A COTTAGE IN PORTUGAL

by Richard Hewitt

Pub Date: March 4th, 1996
ISBN: 0-684-81313-0
Publisher: Simon & Schuster

Another American-couple-moves-to-European-village-and- renovates-a-house book. Hewitt, a builder, jack-of-all-trades, and writer-type, and his wife, Barbara, an artist whose overcute drawings adorn the chapter openings, moved from rural Massachusetts to Portugal with the plan of earning their keep by buying and renovating an old house. Naturally, they are foiled at nearly every turn, encountering the usual combination of rustic hostility, inefficiency, benightedness, charm, warmth, and plain old poverty- stricken stupidity. The house is in Sintra, a small, remote resort city surrounded by fairy tale forests and populated by wily, short unindustrious natives and super-tanned, tall, unindustrious vacationers. Ultimately, of course, the house gets bought and hooked up to water; the renovations get done; the house gets sold; and the book gets written. Unfortunately, Hewitt's account of life in and around Sintra actually conveys little of the true character of either the distinctive natural landscape or the human look and sound. Although Hewitt uses the Peter Mayle model for his own book, his touch is inexpert, and he lacks both a real sense of humor and a knack for storytelling. Among other procedural problems, he inflates his own persona more than an author should, in effect laughing at his own, and his wife's, jokes—always a no-no.
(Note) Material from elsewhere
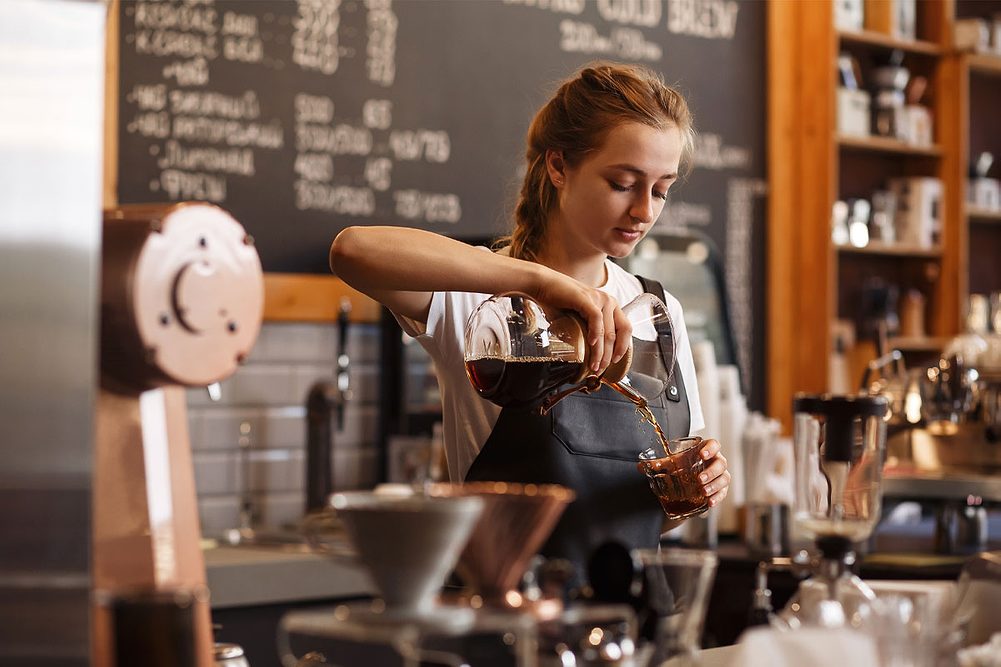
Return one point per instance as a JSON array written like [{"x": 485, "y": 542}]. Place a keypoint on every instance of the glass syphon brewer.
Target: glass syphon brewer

Of the genuinely funny bits (of which there mercifully are one or two), there is the time when Antonio, a building crew member, fails to show up for work because his ``mother was visiting from Switzerland.'' Hewitt is given the translation, ``Antonio was drinking kirsch.'' This has a superficial, describe-every-cup-of-coffee-and- glass-of-wine feel that offers little inspiration to prospective Portugal dwellers or dreamers.